Rasulullah shalallahu alaihi wasallam bersabda sebagaimana diriwayatkan oleh Abu Hurairah Radhiyallahu Anhu dalam Shahih Bukhari :
Dari Abu Hurairah radhiallaahu ‘anhu, dia berkata: Rasulullah Shallallâhu ‘alaihi wasallam bersabda: “Sesungguhnya Allah Ta’ala berfirman: ‘barangsiapa yang memusuhi wali-Ku, maka sungguh! Aku telah mengumumkan perang terhadapnya. Dan tidaklah seorang hamba bertaqarrub (mendekatkan diri dengan beribadah) kepada-Ku dengan sesuatu, yang lebih Aku cintai daripada apa yang telah Ku-wajibkan kepadanya, dan senantiasalah hamba-Ku (konsisten) bertaqarrub kepada-Ku dengan amalan sunnah hingga Aku mencintainya; bila Aku telah mencintainya, maka Aku adalah pendengarannya yang digunakannya untuk mendengar, dan penglihatannya yang digunakannya untuk melihat dan tangannya yang digunakannya untuk memukul dan kakinya yang digunakannya untuk berjalan; jika dia meminta kepada-Ku niscaya Aku akan memberikannya, dan jika dia meminta perlindungan kepada-Ku niscaya Aku akan melindunginya”. (H.R.al-Bukhari).

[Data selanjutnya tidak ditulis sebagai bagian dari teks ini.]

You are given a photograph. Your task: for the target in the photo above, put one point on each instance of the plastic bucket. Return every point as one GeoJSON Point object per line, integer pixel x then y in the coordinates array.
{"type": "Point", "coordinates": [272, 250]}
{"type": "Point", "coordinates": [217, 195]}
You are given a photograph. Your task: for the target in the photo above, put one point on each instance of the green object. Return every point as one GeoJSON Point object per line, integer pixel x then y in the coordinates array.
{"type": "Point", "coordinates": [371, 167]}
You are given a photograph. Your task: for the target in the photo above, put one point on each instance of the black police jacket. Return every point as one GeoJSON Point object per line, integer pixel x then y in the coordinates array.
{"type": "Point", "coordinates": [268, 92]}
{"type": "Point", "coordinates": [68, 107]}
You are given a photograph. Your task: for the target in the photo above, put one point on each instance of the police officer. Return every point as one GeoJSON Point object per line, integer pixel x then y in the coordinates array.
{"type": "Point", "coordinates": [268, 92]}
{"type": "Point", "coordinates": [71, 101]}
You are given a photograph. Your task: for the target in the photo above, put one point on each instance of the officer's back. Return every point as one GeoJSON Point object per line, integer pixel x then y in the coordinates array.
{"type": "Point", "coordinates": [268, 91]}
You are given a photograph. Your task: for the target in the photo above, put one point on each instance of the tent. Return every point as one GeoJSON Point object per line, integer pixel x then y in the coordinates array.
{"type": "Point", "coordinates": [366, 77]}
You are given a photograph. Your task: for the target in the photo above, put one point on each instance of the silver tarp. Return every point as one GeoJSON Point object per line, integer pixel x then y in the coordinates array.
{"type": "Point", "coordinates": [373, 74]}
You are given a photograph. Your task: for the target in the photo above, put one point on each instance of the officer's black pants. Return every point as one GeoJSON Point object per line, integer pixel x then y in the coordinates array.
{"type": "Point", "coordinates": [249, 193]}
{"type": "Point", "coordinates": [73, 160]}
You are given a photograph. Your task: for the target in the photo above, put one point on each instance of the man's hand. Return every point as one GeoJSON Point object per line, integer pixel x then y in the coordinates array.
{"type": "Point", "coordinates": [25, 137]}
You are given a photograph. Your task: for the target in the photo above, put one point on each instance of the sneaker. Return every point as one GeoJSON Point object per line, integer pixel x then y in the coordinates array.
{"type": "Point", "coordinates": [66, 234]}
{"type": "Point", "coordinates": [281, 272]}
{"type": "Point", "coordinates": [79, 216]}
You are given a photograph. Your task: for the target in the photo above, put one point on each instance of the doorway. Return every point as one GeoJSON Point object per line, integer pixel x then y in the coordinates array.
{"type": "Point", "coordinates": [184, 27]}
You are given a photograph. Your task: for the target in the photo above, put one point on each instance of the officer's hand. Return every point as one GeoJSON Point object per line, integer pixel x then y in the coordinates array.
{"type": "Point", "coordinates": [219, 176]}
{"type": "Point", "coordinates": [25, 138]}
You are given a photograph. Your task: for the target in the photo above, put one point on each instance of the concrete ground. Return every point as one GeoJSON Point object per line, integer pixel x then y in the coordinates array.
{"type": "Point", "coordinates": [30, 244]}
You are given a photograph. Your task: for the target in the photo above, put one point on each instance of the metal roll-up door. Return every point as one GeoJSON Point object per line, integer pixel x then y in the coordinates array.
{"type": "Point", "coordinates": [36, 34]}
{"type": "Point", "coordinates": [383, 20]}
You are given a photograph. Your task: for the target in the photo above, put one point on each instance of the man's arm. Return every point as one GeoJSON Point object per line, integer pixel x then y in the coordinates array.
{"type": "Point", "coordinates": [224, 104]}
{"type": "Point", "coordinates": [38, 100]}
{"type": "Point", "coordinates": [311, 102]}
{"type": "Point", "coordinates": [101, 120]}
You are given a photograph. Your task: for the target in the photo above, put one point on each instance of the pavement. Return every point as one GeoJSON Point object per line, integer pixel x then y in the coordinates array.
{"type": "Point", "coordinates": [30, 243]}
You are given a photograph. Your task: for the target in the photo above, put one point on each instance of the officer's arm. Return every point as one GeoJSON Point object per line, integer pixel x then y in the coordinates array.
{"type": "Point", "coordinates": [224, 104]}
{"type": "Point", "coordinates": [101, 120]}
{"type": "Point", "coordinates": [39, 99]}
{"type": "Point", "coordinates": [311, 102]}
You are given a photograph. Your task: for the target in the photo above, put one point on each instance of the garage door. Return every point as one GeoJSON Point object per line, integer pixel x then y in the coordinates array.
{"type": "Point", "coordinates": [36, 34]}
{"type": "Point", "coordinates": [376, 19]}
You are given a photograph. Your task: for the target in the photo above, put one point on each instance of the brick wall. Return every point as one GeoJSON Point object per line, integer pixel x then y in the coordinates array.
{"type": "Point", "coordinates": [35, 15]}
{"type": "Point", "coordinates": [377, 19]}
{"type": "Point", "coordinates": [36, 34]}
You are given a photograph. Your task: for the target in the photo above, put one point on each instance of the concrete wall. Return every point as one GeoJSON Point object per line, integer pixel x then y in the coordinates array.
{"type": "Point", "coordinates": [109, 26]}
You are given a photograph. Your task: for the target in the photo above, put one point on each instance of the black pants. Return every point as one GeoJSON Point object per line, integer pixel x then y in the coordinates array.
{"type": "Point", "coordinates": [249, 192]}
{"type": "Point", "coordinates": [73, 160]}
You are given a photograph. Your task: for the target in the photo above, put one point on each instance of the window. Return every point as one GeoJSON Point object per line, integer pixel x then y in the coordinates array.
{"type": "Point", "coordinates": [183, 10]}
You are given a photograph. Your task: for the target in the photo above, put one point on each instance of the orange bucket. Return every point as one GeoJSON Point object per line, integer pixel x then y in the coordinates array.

Tatkala manusia berkeinginan mematikan cahaya Allah, itulah perbuatan yang amat bodoh. Ibaratnya seseorang pada siang harinya begitu melihat benderangnya cahaya matahari, lalu ia berusaha dengan kedua telapak tangannya menutup cahaya matahari yang hadir menyinari bumi. Begitulah kesia-siaan yang nyata telah dipaksakan. Walau seandainya seluruh manusia berkumpul berhimpun menggunakan seluruh daya upaya untuk menutup cahaya matahari disiang hari, pasti akan menemui kegagalan. Bagaimana mungkin manusia ingin mematikan melenyapkan cahaya Allah di dunia ini?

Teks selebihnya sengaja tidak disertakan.